Luce, suono e spazio. Sono i tre concetti chiave dello Spazialismo, teorizzato da Lucio Fontana con il «Manifiesto blanco», scritto a Buenos Aires nel 1946. Fontana, come ha scritto Gillo Dorfles, «voleva un’arte capace di trascendere i limiti della superficie della tela per estendersi in una dimensione più vasta, un’arte creatrice di atmosfera trasmissibile nello spazio mediante i nuovi ritrovati della scienza e della tecnica».
Sono nati così i tagli, i buchi, i neon e le stanze bianche da lui creati tra la fine degli anni Quaranta e il 1968. Un periodo preso in esame dalla mostra «Lucio Fontana. La sua ombra lunga, quelle tracce non cancellate», curata da Giovanni Granzotto e Leonardo Conti al Museo Archeologico Regionale, visitabile dal 13 aprile al 22 settembre.
Venti opere di Fontana fra tele, carte e ceramiche, sono esposte accanto a lavori di numerosi colleghi che ne hanno approfondito temi e ricerche, da Piero Manzoni ad Agostino Bonalumi, Enrico Castellani, Alberto Biasi, Gianni Colombo, Tancredi, Roberto Crippa, Giuseppe Santomaso, Ettore Spalletti, Nunzio e molti altri.

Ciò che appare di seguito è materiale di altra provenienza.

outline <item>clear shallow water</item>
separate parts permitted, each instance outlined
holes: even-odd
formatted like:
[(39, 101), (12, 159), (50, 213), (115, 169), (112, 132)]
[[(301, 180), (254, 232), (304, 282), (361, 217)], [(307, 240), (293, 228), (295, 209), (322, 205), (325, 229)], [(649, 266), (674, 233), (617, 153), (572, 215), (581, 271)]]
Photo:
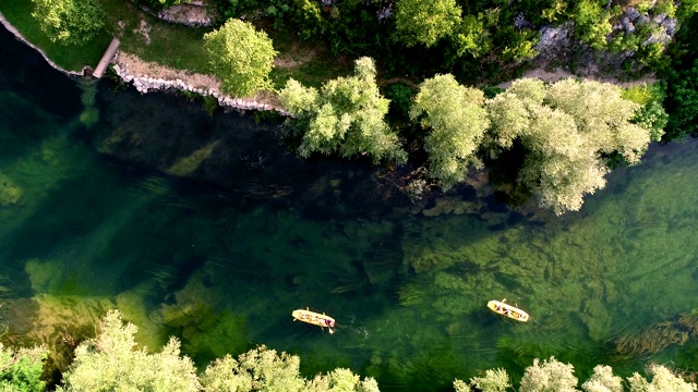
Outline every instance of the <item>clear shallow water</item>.
[[(83, 142), (85, 88), (0, 37), (7, 335), (60, 342), (62, 328), (117, 306), (141, 327), (142, 344), (174, 334), (200, 366), (264, 343), (300, 355), (308, 376), (351, 367), (382, 390), (447, 389), (493, 367), (518, 377), (551, 355), (581, 379), (595, 364), (624, 376), (649, 360), (696, 367), (697, 336), (655, 354), (615, 350), (617, 339), (698, 308), (696, 143), (653, 146), (582, 211), (535, 222), (481, 204), (478, 215), (435, 217), (361, 209), (342, 195), (368, 174), (324, 162), (297, 163), (298, 176), (282, 184), (298, 191), (327, 179), (334, 185), (316, 191), (326, 197), (250, 197), (255, 171), (234, 177), (231, 192), (100, 156)], [(159, 108), (153, 113), (176, 101), (112, 96), (134, 117), (148, 101)], [(115, 108), (103, 107), (103, 118)], [(123, 119), (95, 132), (134, 126)], [(484, 307), (503, 297), (531, 321)], [(291, 322), (291, 310), (305, 306), (334, 316), (337, 333)]]

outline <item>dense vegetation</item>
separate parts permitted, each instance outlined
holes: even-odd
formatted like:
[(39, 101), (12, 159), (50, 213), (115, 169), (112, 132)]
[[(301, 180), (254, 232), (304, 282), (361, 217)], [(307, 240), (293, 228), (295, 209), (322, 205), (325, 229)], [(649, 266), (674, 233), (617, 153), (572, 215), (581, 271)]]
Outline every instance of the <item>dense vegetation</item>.
[[(63, 371), (57, 391), (337, 391), (377, 392), (373, 378), (361, 378), (349, 369), (338, 368), (312, 379), (300, 375), (300, 358), (287, 353), (277, 353), (257, 346), (241, 354), (237, 359), (229, 354), (212, 362), (198, 373), (194, 363), (180, 354), (180, 342), (176, 338), (159, 353), (148, 353), (137, 347), (134, 334), (137, 327), (124, 323), (118, 310), (109, 310), (103, 318), (96, 338), (77, 345), (74, 359)], [(45, 347), (14, 351), (0, 344), (0, 388), (2, 391), (40, 392), (46, 382), (41, 380)], [(597, 366), (591, 377), (581, 384), (585, 392), (622, 392), (628, 385), (630, 392), (690, 392), (698, 385), (685, 381), (669, 368), (652, 364), (648, 367), (652, 376), (648, 381), (635, 372), (627, 382), (613, 375), (609, 366)], [(578, 379), (574, 367), (551, 357), (534, 359), (526, 368), (520, 381), (521, 392), (578, 391)], [(512, 380), (504, 369), (490, 369), (469, 382), (456, 379), (457, 392), (504, 392), (510, 389)]]
[[(80, 11), (79, 5), (87, 7), (86, 11)], [(76, 45), (92, 39), (101, 28), (101, 11), (93, 5), (87, 1), (59, 4), (36, 0), (35, 17), (52, 40)], [(149, 5), (157, 7), (158, 2)], [(269, 72), (276, 54), (265, 34), (237, 16), (258, 14), (261, 17), (254, 20), (257, 25), (299, 32), (308, 40), (325, 42), (336, 56), (359, 58), (353, 76), (328, 79), (321, 88), (292, 78), (285, 81), (279, 97), (294, 115), (290, 127), (296, 142), (291, 140), (291, 146), (303, 157), (338, 154), (347, 158), (366, 156), (375, 163), (408, 162), (417, 180), (429, 179), (443, 189), (458, 186), (471, 169), (496, 171), (514, 166), (506, 168), (513, 175), (498, 177), (508, 185), (501, 188), (509, 189), (510, 197), (533, 196), (540, 206), (562, 213), (579, 209), (583, 196), (603, 187), (604, 175), (614, 167), (637, 163), (651, 140), (669, 142), (698, 133), (698, 61), (691, 34), (696, 30), (698, 1), (678, 5), (662, 0), (653, 5), (638, 3), (648, 19), (666, 14), (683, 23), (667, 52), (660, 42), (649, 39), (658, 33), (655, 26), (639, 25), (633, 35), (613, 30), (612, 23), (622, 8), (605, 1), (402, 0), (393, 7), (380, 1), (326, 5), (310, 0), (229, 0), (218, 7), (233, 19), (202, 41), (209, 54), (210, 71), (231, 94), (246, 96), (273, 89)], [(85, 16), (88, 21), (80, 20)], [(657, 70), (661, 83), (621, 89), (589, 81), (544, 84), (518, 79), (495, 94), (474, 87), (520, 72), (526, 60), (535, 56), (537, 32), (549, 23), (570, 23), (580, 51), (634, 51), (636, 56), (624, 65), (634, 71)], [(244, 28), (225, 33), (228, 26)], [(230, 42), (246, 40), (253, 50), (227, 50), (234, 47)], [(258, 57), (245, 58), (256, 50)], [(419, 86), (381, 87), (381, 81), (404, 75)], [(414, 140), (418, 147), (408, 147)], [(521, 159), (512, 164), (512, 156)], [(277, 356), (265, 348), (239, 359), (220, 359), (197, 376), (193, 364), (180, 356), (176, 340), (160, 354), (131, 351), (131, 330), (130, 326), (122, 327), (117, 316), (108, 316), (103, 335), (76, 351), (63, 388), (116, 389), (121, 382), (133, 381), (133, 388), (149, 385), (156, 390), (172, 383), (180, 384), (181, 390), (226, 390), (230, 385), (258, 390), (276, 382), (284, 382), (286, 387), (279, 388), (290, 390), (339, 390), (336, 385), (345, 384), (348, 387), (341, 390), (377, 390), (371, 380), (360, 381), (342, 369), (305, 380), (299, 376), (298, 358)], [(125, 338), (119, 331), (125, 331)], [(44, 353), (41, 348), (17, 353), (3, 348), (4, 357), (11, 358), (5, 359), (9, 365), (3, 369), (10, 376), (3, 376), (3, 380), (23, 385), (19, 390), (41, 390), (37, 364)], [(124, 367), (111, 368), (115, 362), (109, 358), (115, 356), (122, 359), (116, 364)], [(578, 380), (571, 370), (554, 359), (535, 362), (527, 369), (520, 390), (575, 390)], [(133, 373), (133, 379), (115, 376), (124, 372)], [(629, 389), (695, 390), (665, 368), (651, 367), (650, 373), (654, 376), (651, 382), (640, 376), (630, 378)], [(500, 391), (507, 385), (510, 381), (503, 370), (488, 370), (470, 383), (455, 383), (458, 391)], [(609, 368), (599, 367), (581, 388), (621, 391), (623, 380)]]

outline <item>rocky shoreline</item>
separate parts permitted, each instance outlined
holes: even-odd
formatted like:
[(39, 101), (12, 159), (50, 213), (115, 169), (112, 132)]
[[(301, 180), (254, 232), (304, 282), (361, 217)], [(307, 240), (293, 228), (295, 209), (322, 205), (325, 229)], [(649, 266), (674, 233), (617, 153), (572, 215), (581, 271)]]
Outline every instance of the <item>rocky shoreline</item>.
[(58, 66), (58, 64), (56, 64), (55, 62), (51, 61), (51, 59), (48, 58), (48, 56), (46, 56), (46, 53), (44, 53), (44, 51), (41, 49), (39, 49), (37, 46), (35, 46), (34, 44), (29, 42), (26, 38), (24, 38), (24, 36), (22, 35), (22, 33), (20, 33), (16, 28), (14, 28), (13, 25), (10, 24), (10, 22), (8, 22), (8, 20), (4, 19), (4, 15), (2, 15), (2, 13), (0, 12), (0, 24), (2, 24), (4, 26), (4, 28), (7, 28), (10, 33), (12, 33), (16, 39), (21, 40), (22, 42), (24, 42), (24, 45), (28, 46), (29, 48), (36, 50), (39, 54), (41, 54), (41, 57), (44, 58), (44, 60), (46, 60), (46, 62), (51, 65), (51, 68), (53, 68), (57, 71), (60, 71), (69, 76), (81, 76), (84, 77), (86, 74), (86, 69), (88, 69), (87, 66), (84, 68), (82, 70), (82, 72), (75, 72), (75, 71), (68, 71), (68, 70), (63, 70), (62, 68)]
[(195, 87), (182, 78), (164, 78), (164, 77), (151, 77), (149, 75), (139, 75), (129, 71), (128, 63), (115, 60), (113, 70), (117, 75), (125, 83), (133, 84), (139, 93), (147, 94), (151, 90), (181, 90), (198, 94), (204, 97), (214, 97), (218, 103), (222, 107), (229, 107), (237, 110), (274, 110), (282, 115), (290, 115), (284, 109), (275, 107), (269, 103), (260, 102), (254, 99), (232, 98), (228, 95), (220, 93), (215, 87)]

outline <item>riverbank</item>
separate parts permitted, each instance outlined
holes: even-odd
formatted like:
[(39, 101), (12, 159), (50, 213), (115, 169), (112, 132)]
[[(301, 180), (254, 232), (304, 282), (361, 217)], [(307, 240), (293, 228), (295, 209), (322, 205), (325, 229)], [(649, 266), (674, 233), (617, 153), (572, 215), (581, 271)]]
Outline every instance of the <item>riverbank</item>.
[(63, 68), (61, 68), (60, 65), (58, 65), (57, 63), (55, 63), (53, 61), (51, 61), (51, 59), (49, 59), (49, 57), (46, 54), (46, 52), (44, 52), (41, 49), (39, 49), (36, 45), (29, 42), (28, 39), (26, 39), (22, 33), (20, 33), (20, 30), (17, 30), (5, 17), (4, 15), (0, 12), (0, 24), (2, 24), (4, 26), (4, 28), (7, 28), (10, 33), (12, 33), (19, 40), (21, 40), (22, 42), (24, 42), (24, 45), (28, 46), (29, 48), (36, 50), (39, 54), (41, 54), (41, 57), (44, 58), (44, 60), (46, 60), (46, 62), (51, 65), (53, 69), (70, 75), (70, 76), (84, 76), (85, 75), (85, 68), (83, 68), (83, 71), (81, 72), (75, 72), (75, 71), (69, 71), (65, 70)]
[(269, 93), (258, 93), (253, 98), (234, 98), (220, 91), (220, 81), (213, 75), (186, 72), (147, 62), (137, 56), (119, 51), (113, 60), (116, 74), (142, 94), (153, 90), (190, 91), (204, 97), (214, 97), (222, 107), (237, 110), (285, 111), (278, 99)]

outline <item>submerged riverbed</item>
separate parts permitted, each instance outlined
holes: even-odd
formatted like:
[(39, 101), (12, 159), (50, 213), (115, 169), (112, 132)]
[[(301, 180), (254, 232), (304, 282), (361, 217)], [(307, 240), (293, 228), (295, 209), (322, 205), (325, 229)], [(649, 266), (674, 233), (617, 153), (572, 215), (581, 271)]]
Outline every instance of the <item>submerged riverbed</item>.
[[(89, 335), (116, 306), (142, 344), (173, 334), (200, 367), (266, 344), (299, 355), (306, 376), (350, 367), (385, 391), (494, 367), (520, 377), (551, 355), (582, 380), (597, 364), (695, 370), (698, 336), (677, 323), (698, 308), (695, 142), (652, 146), (580, 212), (529, 221), (461, 195), (423, 213), (395, 188), (372, 193), (361, 164), (285, 154), (273, 125), (82, 86), (4, 30), (0, 44), (5, 340), (65, 347), (69, 328)], [(213, 135), (233, 140), (218, 149)], [(182, 148), (189, 160), (168, 156)], [(231, 169), (217, 186), (152, 161), (205, 180)], [(504, 297), (531, 320), (486, 309)], [(292, 322), (306, 306), (336, 333)], [(665, 328), (641, 335), (651, 326)]]

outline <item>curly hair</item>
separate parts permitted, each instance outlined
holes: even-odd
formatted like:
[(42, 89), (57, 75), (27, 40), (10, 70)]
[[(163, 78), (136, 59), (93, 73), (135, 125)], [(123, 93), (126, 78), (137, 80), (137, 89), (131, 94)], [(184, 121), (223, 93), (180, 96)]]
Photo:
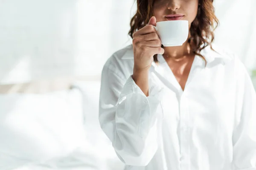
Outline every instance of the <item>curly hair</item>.
[[(131, 18), (129, 35), (133, 38), (133, 34), (145, 26), (153, 16), (153, 8), (155, 0), (137, 0), (137, 11)], [(213, 0), (198, 0), (199, 5), (196, 17), (191, 23), (190, 37), (188, 42), (192, 51), (196, 55), (206, 60), (200, 52), (209, 45), (212, 49), (212, 43), (214, 40), (213, 31), (219, 24), (215, 15)], [(192, 45), (194, 44), (195, 45)], [(163, 45), (162, 45), (163, 47)], [(155, 62), (157, 62), (157, 55), (154, 56)]]

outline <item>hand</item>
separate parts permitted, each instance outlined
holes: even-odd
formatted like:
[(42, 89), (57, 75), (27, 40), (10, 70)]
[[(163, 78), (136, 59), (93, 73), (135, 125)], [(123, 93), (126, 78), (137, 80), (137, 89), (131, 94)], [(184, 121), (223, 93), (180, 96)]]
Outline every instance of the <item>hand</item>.
[(148, 71), (154, 60), (154, 55), (163, 54), (162, 43), (154, 26), (155, 17), (152, 17), (148, 24), (133, 34), (133, 45), (134, 59), (134, 72)]

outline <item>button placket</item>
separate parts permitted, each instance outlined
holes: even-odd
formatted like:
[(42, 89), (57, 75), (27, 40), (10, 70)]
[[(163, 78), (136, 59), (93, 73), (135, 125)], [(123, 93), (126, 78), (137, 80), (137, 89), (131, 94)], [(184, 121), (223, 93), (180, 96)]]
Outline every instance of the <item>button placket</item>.
[(180, 101), (180, 158), (182, 170), (189, 170), (189, 112), (187, 109), (187, 99), (182, 95)]

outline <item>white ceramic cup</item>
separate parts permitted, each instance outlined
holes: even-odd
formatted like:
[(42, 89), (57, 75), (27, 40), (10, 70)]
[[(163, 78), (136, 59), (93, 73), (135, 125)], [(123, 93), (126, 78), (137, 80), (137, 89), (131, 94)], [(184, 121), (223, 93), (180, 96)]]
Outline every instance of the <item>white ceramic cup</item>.
[(189, 36), (189, 22), (185, 20), (160, 21), (156, 29), (165, 47), (182, 45)]

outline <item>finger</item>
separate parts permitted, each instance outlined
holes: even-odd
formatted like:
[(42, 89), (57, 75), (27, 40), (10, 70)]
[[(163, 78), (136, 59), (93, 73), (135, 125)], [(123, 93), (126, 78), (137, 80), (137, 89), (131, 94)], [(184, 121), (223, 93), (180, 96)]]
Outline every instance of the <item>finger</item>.
[(157, 31), (152, 25), (148, 25), (143, 27), (142, 28), (137, 31), (133, 35), (133, 36), (137, 36), (157, 32)]
[(148, 47), (159, 47), (162, 45), (161, 41), (158, 40), (144, 41), (143, 44), (144, 45)]
[(160, 40), (159, 37), (158, 37), (158, 35), (156, 32), (148, 34), (147, 34), (142, 35), (141, 36), (143, 37), (143, 39), (145, 41), (151, 41), (152, 40)]
[(154, 26), (157, 26), (157, 19), (156, 17), (154, 16), (152, 17), (149, 20), (148, 25), (152, 25)]

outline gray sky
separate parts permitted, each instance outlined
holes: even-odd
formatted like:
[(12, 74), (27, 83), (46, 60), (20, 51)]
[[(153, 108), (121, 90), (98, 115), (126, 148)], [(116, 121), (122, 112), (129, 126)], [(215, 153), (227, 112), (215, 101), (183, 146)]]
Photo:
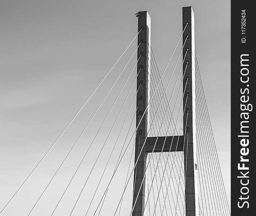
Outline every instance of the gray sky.
[[(195, 13), (196, 50), (229, 202), (230, 4), (219, 0), (0, 1), (0, 209), (136, 35), (137, 19), (134, 12), (150, 12), (151, 45), (162, 72), (181, 32), (182, 8), (187, 6), (192, 6)], [(3, 216), (27, 215), (136, 44)], [(127, 73), (136, 62), (133, 60)], [(113, 101), (115, 95), (112, 95)], [(32, 215), (50, 215), (93, 139), (92, 132), (97, 130), (111, 101), (103, 106)], [(111, 115), (110, 118), (114, 116)], [(111, 122), (107, 121), (103, 129), (105, 136)], [(93, 152), (104, 139), (102, 136), (97, 140)], [(115, 140), (113, 135), (110, 141)], [(93, 185), (93, 180), (98, 177), (110, 150), (110, 147), (107, 148), (89, 184)], [(85, 161), (56, 215), (70, 212), (89, 170), (87, 165), (95, 155), (92, 154)], [(120, 176), (126, 175), (129, 157), (127, 158)], [(111, 166), (114, 167), (114, 160)], [(105, 184), (107, 181), (106, 178)], [(112, 189), (117, 193), (123, 187), (122, 181), (118, 179), (114, 184)], [(85, 192), (74, 215), (85, 213), (84, 203), (90, 198), (86, 194), (93, 190), (89, 188)], [(114, 191), (109, 202), (115, 198)], [(129, 209), (129, 205), (125, 207)], [(106, 206), (106, 211), (111, 209)]]

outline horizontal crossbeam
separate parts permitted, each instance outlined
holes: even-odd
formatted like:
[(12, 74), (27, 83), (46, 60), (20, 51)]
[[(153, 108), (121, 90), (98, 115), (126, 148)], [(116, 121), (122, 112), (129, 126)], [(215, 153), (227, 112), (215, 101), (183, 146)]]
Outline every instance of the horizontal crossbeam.
[[(148, 137), (146, 141), (146, 151), (151, 153), (153, 151), (154, 145), (156, 140), (156, 137)], [(155, 145), (154, 152), (161, 152), (163, 145), (164, 143), (165, 136), (159, 136)], [(166, 137), (166, 140), (163, 149), (163, 152), (181, 152), (183, 151), (184, 143), (183, 136), (174, 136)], [(177, 149), (176, 147), (177, 147)], [(170, 148), (171, 147), (171, 150)]]

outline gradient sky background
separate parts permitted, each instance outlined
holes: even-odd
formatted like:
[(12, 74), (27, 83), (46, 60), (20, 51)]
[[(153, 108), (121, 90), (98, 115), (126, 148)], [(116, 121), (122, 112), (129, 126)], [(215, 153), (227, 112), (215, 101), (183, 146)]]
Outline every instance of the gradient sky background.
[[(230, 1), (219, 0), (0, 1), (0, 209), (136, 35), (137, 19), (134, 12), (150, 12), (151, 45), (162, 72), (181, 32), (182, 8), (188, 6), (192, 6), (195, 13), (196, 50), (229, 202), (230, 4)], [(136, 43), (3, 216), (27, 215)], [(136, 62), (133, 60), (127, 73)], [(50, 215), (111, 101), (103, 106), (32, 215)], [(105, 136), (111, 122), (107, 122), (103, 129)], [(97, 140), (92, 152), (98, 149), (97, 144), (105, 140), (103, 137)], [(114, 138), (112, 136), (110, 141)], [(92, 177), (92, 184), (98, 177), (110, 150), (107, 148), (106, 156), (96, 167), (98, 172)], [(127, 163), (122, 165), (124, 170), (128, 162), (127, 157)], [(69, 215), (88, 174), (87, 165), (91, 164), (93, 158), (93, 154), (89, 156), (56, 215)], [(114, 164), (113, 161), (111, 167)], [(121, 171), (119, 176), (125, 175)], [(122, 181), (114, 183), (113, 194), (123, 188)], [(84, 203), (89, 199), (86, 194), (91, 194), (90, 189), (84, 194), (74, 215), (85, 213)], [(114, 199), (113, 194), (109, 202)]]

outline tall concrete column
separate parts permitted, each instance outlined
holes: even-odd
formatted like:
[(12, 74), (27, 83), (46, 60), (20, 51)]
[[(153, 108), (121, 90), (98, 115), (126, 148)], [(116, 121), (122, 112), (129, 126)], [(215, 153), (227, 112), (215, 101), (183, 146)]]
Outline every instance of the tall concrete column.
[[(186, 24), (187, 24), (183, 36), (183, 43), (185, 42), (187, 36), (188, 36), (183, 50), (184, 59), (185, 54), (188, 49), (183, 65), (183, 74), (187, 62), (189, 63), (183, 81), (183, 92), (185, 92), (183, 98), (184, 109), (185, 110), (183, 119), (183, 131), (184, 132), (184, 155), (186, 173), (186, 215), (195, 216), (199, 215), (199, 203), (196, 138), (194, 18), (194, 12), (191, 6), (182, 8), (182, 30)], [(187, 78), (188, 80), (185, 89)], [(187, 94), (188, 96), (185, 107)], [(187, 112), (187, 121), (186, 127)], [(187, 142), (188, 137), (188, 142)]]
[[(143, 29), (138, 36), (138, 45), (141, 42), (138, 49), (138, 58), (141, 55), (137, 67), (137, 73), (140, 72), (137, 78), (137, 89), (140, 85), (137, 94), (137, 105), (138, 105), (136, 113), (136, 126), (140, 118), (144, 113), (149, 101), (150, 66), (150, 27), (151, 19), (147, 11), (138, 12), (138, 30)], [(149, 110), (149, 107), (147, 110)], [(137, 160), (141, 147), (144, 143), (148, 129), (149, 128), (149, 115), (146, 111), (145, 115), (138, 128), (135, 144), (135, 162)], [(146, 146), (142, 149), (137, 164), (137, 171), (134, 172), (134, 196), (133, 203), (135, 203), (137, 195), (139, 194), (134, 210), (133, 216), (142, 216), (147, 197), (147, 175), (144, 178), (146, 172), (147, 153), (146, 151)], [(139, 193), (142, 182), (142, 187)], [(146, 216), (145, 212), (144, 215)]]

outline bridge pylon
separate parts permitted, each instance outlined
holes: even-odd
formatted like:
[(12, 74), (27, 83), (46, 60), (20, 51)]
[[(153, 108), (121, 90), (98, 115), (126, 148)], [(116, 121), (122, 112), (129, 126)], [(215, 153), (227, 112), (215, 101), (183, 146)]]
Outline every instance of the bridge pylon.
[[(146, 11), (138, 13), (138, 49), (137, 73), (139, 74), (137, 78), (137, 98), (138, 107), (136, 116), (136, 127), (141, 120), (141, 117), (147, 108), (150, 98), (150, 73), (151, 49), (151, 18)], [(195, 32), (194, 14), (192, 7), (182, 8), (182, 31), (185, 28), (182, 38), (183, 43), (187, 37), (183, 50), (183, 110), (185, 111), (184, 117), (183, 135), (168, 136), (164, 146), (163, 148), (165, 137), (159, 137), (158, 139), (154, 153), (184, 151), (184, 166), (185, 180), (185, 205), (186, 216), (199, 215), (197, 161), (197, 141), (195, 122)], [(142, 28), (142, 30), (141, 30)], [(187, 52), (187, 54), (185, 53)], [(184, 59), (184, 57), (185, 59)], [(187, 66), (187, 63), (188, 64)], [(185, 68), (187, 66), (187, 68)], [(185, 89), (186, 84), (186, 86)], [(188, 95), (187, 97), (187, 95)], [(186, 103), (185, 103), (187, 100)], [(186, 107), (185, 105), (186, 104)], [(135, 163), (141, 151), (141, 147), (145, 141), (148, 133), (149, 125), (149, 110), (147, 107), (140, 125), (138, 127), (135, 144)], [(187, 113), (187, 115), (186, 113)], [(135, 206), (132, 216), (146, 216), (146, 201), (147, 194), (147, 175), (145, 175), (147, 164), (147, 154), (152, 153), (156, 140), (156, 137), (147, 137), (146, 145), (142, 149), (139, 158), (134, 176), (133, 200)], [(145, 176), (145, 177), (144, 177)], [(140, 190), (142, 182), (142, 186)], [(138, 195), (138, 194), (139, 194)], [(137, 201), (136, 198), (137, 198)]]

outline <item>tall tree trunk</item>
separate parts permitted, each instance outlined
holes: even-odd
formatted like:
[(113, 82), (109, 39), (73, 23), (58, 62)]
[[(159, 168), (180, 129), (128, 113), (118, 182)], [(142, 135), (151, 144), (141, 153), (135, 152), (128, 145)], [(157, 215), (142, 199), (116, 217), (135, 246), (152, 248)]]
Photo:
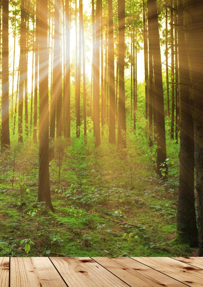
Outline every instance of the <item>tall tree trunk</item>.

Spazi concavi e convessi, superfici monocrome, tensioni, estroflessioni, movimenti meccanici e giochi di luci e ombre sono alcune delle tante declinazioni che lo Spazialismo ha assunto dopo Fontana, senza mai perdere di vista quella ricerca dell’infinito per cui la tela è solo un pretesto. Perché, come disse una volta lo stesso Fontana: «L’arte rimarrà eterna come gesto, ma morrà come materia».